If you were going to go and have a fruit named after you, you could do a lot worse than the Meyer lemon. Sweeter, richer, and less acidic than a regular lemon, it bears the name of USDA scout Frank N. Meyer, who lugged the citrus back from a trip he took to Beijing in 1908. The main season for these elegant mandarin-lemon hybrids runs through March. Time enough for a few more pitchers of Meyer lemonade and this “marmalade” recipe (actually, a delicious purée) from Adour Alain Ducasse chef Joel Dennis.
3 Meyer lemons
1/4 cup water
2 tbs. sugar
1 lb. Medjool dates
1/4 cup extra-virgin olive oil
For the lemons: (1) Zest with a vegetable peeler. (2) Remove any remaining pith from the zest. (3) Stack
the zests a few at a time, and slice into a fine julienne. Juice the
lemons, and reserve.
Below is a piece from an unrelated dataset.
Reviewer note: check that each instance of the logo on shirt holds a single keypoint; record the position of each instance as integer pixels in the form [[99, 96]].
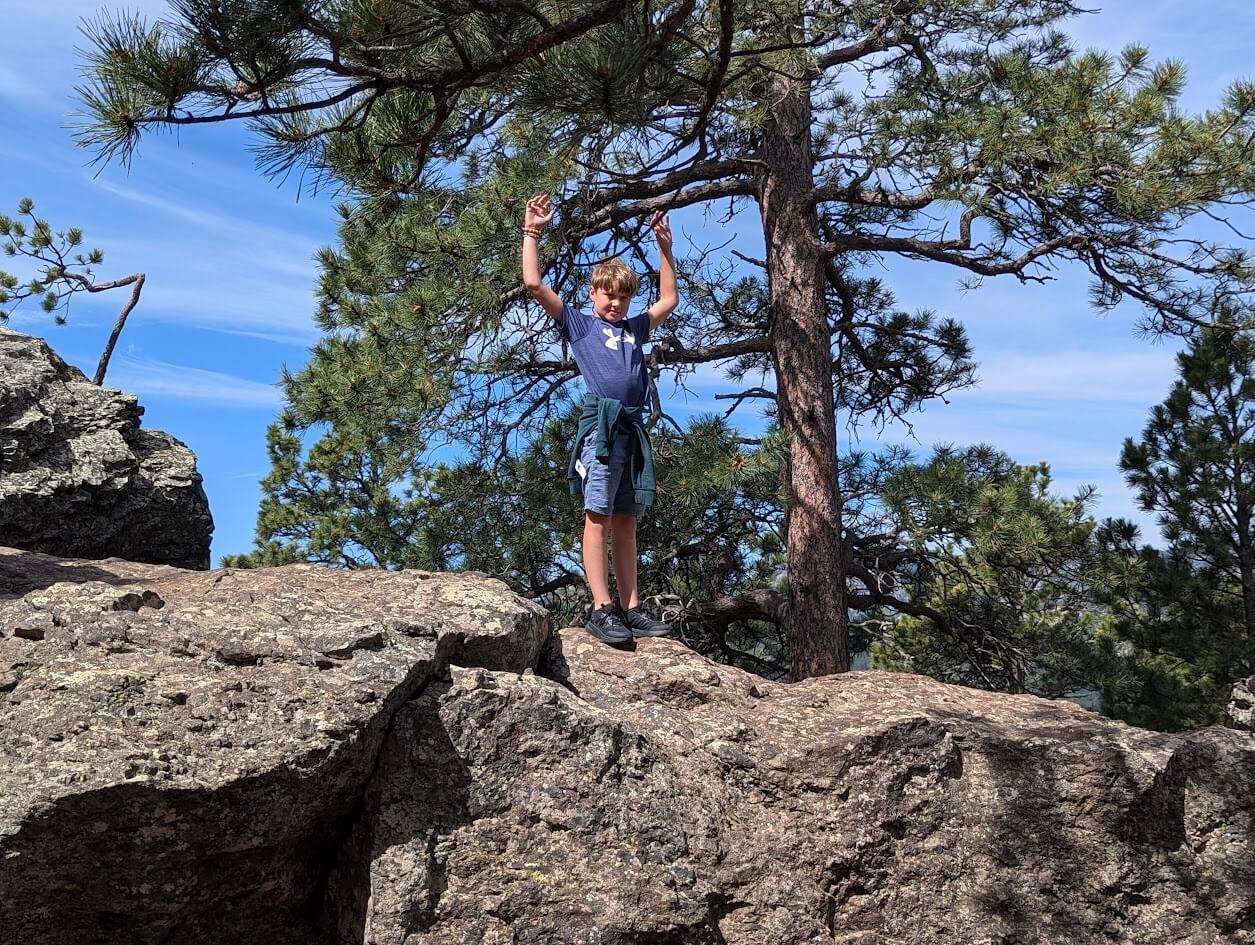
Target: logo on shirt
[[613, 339]]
Blanch the zest three times, changing water each
time to remove any bitterness. Add the water, sugar, 4 tablespoons of
the reserved juice, and lemon zest to a small pot, and bring to a
simmer over medium heat. Reduce heat to lowest setting, and cook gently
until zest is tender and translucent. Cool and reserve. For the dates:
Soak them in warm water for 10 minutes to soften the skin. Drain and
peel the outer skin with your fingers. Discard the skins. Cut the dates
in half lengthwise, and remove and discard the pits. In a food
processor, combine pitted dates, the remaining lemon juice, and olive
oil. Process until smooth and reserve. Place the candied lemon zest and
a bit of the syrup on top of the date mixture. Serve beside or as a
base for foie gras or as an accompaniment to a strong blue cheese.
Store up to a week in the refrigerator.